Thursday 20 February 2014

Jean Piaget

“All knowledge is tied to action” – Jean Piaget.

Jean Piaget was born in Switzerland in 1896 and died in 1980. He was a trained biologist who had a constructavist approach. Piaget covered cognitive development throughout his lifetime.

Piaget’s Key Principles:
1.       Children’s thoughts process cognitively differently from adults.
2.       Children also actively construct their own knowledge.
Piaget also said that there are three processes’ that children adapt his/her mental structures.
Piaget’s active learner has been described as ‘the lone scientists’. He also said that children go through different stages of learning.
1.       Sensory motor period (0-2 years)
-          Examples of 1) when a child is sucking or grasping.
-          Major development within this stage.
2.       Pre Operational stage (2-7 years)
3.       Concrete operational stage (7-11 years)
4.       Formal operational stage (11-12 years above)

Critiques.
Even though Piaget is in fact powerful to many people throughout the years that he had been doing research he was heavily criticized by many people.
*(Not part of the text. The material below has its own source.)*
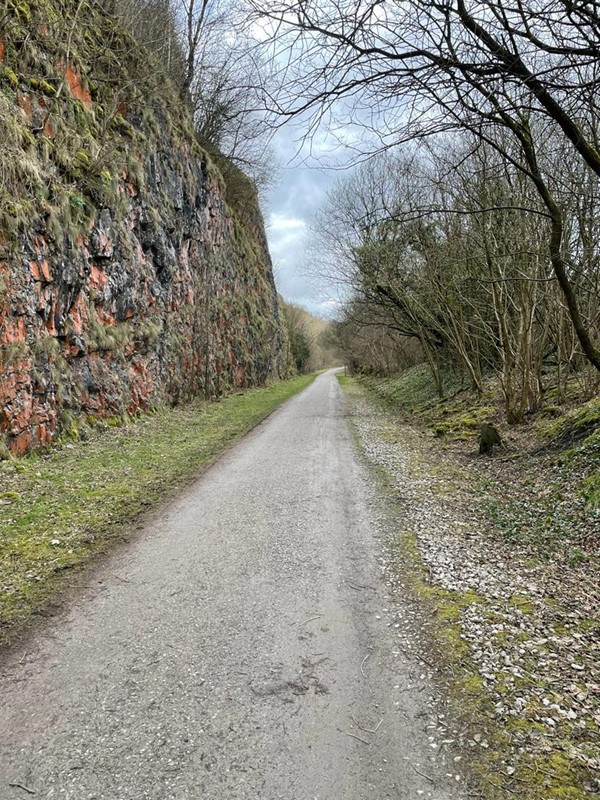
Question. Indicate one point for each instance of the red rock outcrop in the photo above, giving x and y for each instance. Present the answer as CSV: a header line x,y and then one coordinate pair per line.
x,y
128,281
Critics leading arguments was that Piaget basically undervalued children’s abilities. Another criticism about Piaget’s work is that he used his own children for his experiments so they thought it was bias.
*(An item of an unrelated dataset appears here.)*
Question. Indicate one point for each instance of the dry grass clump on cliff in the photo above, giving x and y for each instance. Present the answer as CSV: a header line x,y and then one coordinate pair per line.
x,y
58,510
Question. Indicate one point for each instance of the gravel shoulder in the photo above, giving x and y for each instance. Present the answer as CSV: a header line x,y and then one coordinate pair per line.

However, even though Piaget had criticism throughout his life. He is highly influential throughout the UK.

I find it truly fascinating while researching into Piaget work and even though I agree on the criticism’s and that he only used his own children for his experiments I feel that what he talked out when It came to The four stages of development that Jean Piaget spoke the truth and I agree on it.